His non-fiction books include As If (1997), about the trial of the two young boys convicted of killing the toddler James Bulger in Liverpool in 1993, and Too True (1998), a collection of essays and stories. His poetry includes the collections Dark Glasses (1984), winner of a Somerset Maugham Award, and The Ballad of the Yorkshire Ripper (and Other Poems) (1987). His memoir, And When Did You Last See Your Father? (1993), an acclaimed, moving account of his father's life and death, won the J. R. Ackerley Prize and the Esquire/Volvo/Waterstone's Non-Fiction Book Award and was made into a film in 2007, starring Colin Firth. A second memoir about his mother, Things My Mother Never Told Me, was published in 2002. His critical work includes editing (with Andrew Motion) The Penguin Book of Contemporary British Poetry (1982), and he has also written a number of plays, screenplays, and a book for children. His latest publication, a novel entitled The Last Weekend, has just been released.

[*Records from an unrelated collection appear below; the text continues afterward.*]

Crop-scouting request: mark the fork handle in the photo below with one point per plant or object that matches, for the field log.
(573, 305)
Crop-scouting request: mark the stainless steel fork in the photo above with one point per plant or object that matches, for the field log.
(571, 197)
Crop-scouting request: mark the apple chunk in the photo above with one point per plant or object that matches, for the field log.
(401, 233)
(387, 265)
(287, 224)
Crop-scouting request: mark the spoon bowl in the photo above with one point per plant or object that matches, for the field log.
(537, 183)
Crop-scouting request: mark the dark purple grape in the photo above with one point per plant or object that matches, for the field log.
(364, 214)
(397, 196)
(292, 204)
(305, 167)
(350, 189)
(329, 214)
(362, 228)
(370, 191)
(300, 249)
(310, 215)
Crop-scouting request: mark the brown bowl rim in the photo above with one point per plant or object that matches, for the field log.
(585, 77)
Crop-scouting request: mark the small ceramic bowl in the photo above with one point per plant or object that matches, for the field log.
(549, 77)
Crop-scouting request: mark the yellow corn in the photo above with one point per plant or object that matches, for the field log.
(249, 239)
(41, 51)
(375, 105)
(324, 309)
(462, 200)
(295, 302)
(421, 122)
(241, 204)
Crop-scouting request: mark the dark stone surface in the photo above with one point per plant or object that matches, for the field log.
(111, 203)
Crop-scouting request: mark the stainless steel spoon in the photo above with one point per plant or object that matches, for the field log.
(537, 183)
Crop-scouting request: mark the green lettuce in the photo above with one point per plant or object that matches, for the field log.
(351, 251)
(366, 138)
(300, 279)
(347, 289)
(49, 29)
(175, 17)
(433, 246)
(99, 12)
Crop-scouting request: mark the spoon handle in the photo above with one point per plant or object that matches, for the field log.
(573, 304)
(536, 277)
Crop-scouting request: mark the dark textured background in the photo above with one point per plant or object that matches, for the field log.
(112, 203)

A Fellow of the Royal Society of Literature, and former Chair of the Poetry Book Society and Vice-Chair of PEN, Blake has written fiction, poetry, journalism, literary criticism and libretti, as well as adapting plays for the stage. Since 2003, he has also been Professor of Creative and Life Writing at Goldsmiths College. He lives in south London, with his wife and three children.

The Last Weekend
Set over a long weekend in East Anglia, Blake Morrison's new novel is the chilling story of a rivalrous friendship - as told with deceptive casualness by the narrator, Ian. It opens with a surprise phone call from an old university friend, inviting Ian and his wife, Em, for a few days by the sea. Their hosts, Ollie and Daisy, are a golden couple, and the scene is set for sunlit relaxation. But dangerous tensions quickly emerge. In taut, lucid prose, with flashes of wit and moments of troubling uncertainty, Blake Morrison perfectly conveys the stifling atmosphere of a remote cottage in the hottest days of summer. Ominous revelations from Ian's past slowly intrude. And his rivalry with Ollie intensifies as they resurrect a seemingly forgotten bet made twenty years before. Each day becomes a series of challenges for higher and higher stakes, setting in train actions that will have irreversible consequences. The Last Weekend is a deftly crafted page-turner, where little can be taken for granted and nothing is quite as it seems. It offers a dark, haunting tale of friendship, sexual passion and jealousy - and confirms Blake Morrison's reputation as one of Britain's most talented writers.